Ricordo che leggendo in treno ebbi sporadici conati, una nausea restia a nascere, ritrosa nei comportamenti come la mia stessa anima, indecisa se sparpagliarsi nella fronte o nell’addome. E una leggera vertigine, quasi un’ansia, provocatami dall’uso che l’autore faceva di quel pronome, sempre parlava di “noi”, “noi”, una massa che mi sconcertava e che mi sembrava accerchiasse in agguato le mie spalle scoperte, come eserciti d’ombre, come un’imboscata che, nella tenebra normalmente placida di un sogno, giungesse a far germinare paure mai sentite, un’imboscata quasi d’uomini primitivi in piedi, muscolosi, ridotti a calchi d’inchiostro incorporeo, pitture rupestri, prive di lance, dotate ancora di penetrante sguardo in cui tutta la forza dei loro corpi e istinti assenti fosse confluita, e io, al centro, nel cerchio della loro caccia, del loro istinto osservatore e muto, senza esigenza di parole per dire cosa fossi, tutto di me sapevano discernere senza descrivere, riconoscere con la maestria zoologica tributata a cervidi e mastodonti, prede propiziate da disegni.
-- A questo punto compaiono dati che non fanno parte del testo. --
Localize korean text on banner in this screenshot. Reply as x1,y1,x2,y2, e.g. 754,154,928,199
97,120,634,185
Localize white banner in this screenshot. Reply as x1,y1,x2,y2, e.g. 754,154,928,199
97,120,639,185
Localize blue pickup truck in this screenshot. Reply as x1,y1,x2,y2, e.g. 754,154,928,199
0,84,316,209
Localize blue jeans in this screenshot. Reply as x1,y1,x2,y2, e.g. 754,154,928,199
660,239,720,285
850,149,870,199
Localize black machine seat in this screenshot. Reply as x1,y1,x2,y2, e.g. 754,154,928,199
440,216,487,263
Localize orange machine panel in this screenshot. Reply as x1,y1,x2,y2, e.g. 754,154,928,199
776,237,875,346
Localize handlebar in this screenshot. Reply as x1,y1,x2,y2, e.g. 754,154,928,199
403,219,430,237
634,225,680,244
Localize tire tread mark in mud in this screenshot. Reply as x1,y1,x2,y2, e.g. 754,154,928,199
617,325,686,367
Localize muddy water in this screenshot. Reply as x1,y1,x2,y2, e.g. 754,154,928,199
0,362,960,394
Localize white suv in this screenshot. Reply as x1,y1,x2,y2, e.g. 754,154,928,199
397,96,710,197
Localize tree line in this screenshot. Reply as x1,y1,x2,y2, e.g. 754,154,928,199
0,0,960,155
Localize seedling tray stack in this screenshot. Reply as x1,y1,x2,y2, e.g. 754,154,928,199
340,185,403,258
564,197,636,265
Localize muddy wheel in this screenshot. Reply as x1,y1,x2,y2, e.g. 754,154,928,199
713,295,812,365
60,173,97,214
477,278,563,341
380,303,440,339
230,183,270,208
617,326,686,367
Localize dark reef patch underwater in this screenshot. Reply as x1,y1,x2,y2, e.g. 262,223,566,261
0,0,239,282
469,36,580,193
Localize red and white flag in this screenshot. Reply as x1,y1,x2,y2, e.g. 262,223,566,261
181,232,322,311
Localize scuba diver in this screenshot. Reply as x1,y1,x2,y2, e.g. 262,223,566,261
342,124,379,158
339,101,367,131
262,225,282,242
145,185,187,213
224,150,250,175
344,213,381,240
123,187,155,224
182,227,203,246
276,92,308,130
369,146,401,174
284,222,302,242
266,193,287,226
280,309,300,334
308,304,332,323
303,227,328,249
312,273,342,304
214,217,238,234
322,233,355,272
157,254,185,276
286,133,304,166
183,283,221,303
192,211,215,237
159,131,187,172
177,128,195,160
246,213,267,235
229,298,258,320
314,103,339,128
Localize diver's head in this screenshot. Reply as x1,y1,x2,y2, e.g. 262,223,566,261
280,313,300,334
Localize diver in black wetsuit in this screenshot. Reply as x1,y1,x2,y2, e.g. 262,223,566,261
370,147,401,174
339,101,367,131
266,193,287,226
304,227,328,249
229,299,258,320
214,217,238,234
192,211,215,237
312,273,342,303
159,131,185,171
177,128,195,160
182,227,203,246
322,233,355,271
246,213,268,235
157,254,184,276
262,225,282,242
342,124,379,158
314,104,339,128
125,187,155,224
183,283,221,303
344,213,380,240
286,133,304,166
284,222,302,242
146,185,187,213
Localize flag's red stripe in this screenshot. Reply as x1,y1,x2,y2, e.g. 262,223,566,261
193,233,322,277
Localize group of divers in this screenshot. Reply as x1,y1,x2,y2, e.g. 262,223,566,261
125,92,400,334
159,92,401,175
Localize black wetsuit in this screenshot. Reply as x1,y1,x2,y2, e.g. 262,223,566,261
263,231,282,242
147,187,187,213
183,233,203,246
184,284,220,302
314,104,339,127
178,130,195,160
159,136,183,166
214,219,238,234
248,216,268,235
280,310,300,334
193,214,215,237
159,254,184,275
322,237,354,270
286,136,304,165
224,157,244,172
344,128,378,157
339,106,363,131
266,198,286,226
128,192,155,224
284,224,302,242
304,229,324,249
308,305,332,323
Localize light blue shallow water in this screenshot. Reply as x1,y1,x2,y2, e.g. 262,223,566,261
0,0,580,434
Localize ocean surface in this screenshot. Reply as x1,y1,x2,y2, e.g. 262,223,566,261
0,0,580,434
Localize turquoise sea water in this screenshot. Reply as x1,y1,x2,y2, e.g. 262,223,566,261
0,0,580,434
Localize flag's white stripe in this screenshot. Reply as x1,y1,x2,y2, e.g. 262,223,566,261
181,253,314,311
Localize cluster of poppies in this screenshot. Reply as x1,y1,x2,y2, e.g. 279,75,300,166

Chiedo scusa per aver interrotto un paragrafo di “a manuscript”. Ma ho creduto così facendo di dissipare, in minima parte, le presenze che mi avevano turbato. E di mettere in salvo le mandrie in fuga tra i corridoi rocciosi di una notte antica.
“Weren’t we the ones who came all the way from far-out galaxies, different shades of milk flowing through the breasts of space, and subsequently lost themselves in bogs and mangroves? Meanwhile rain was pouring, as again I ponder, I rebuild blocks of thought that my proto-mind was tinkering with, doubts, cramps in instincts prowling around mazes in the bowels. We met him there, as I was saying. One hoof against disheveled bark, walnut colored and tawny and denudated white. I saw his two horns, raising from both sides of his forehead, curl squirmingly, as if living things, I saw them become curly and scaled right there in front of my eyes, one flash of light, or whatever it was that day that poured down from atmospheres grey and invisible, infiltrating in blank spaces between the air and logs. I know -from collective collected stuff of later days- that everyone saw the smile, though. It was the first. Blinking, peeping reptile-like from the fur. Fur on face and chest and leg, it was familiar. A gesture making us move, as if he managed to grasp in just one glance that we were one hive; then it disappeared, that slight of a wrist; that might have been the origin of ‘fear’, even though I was not afraid.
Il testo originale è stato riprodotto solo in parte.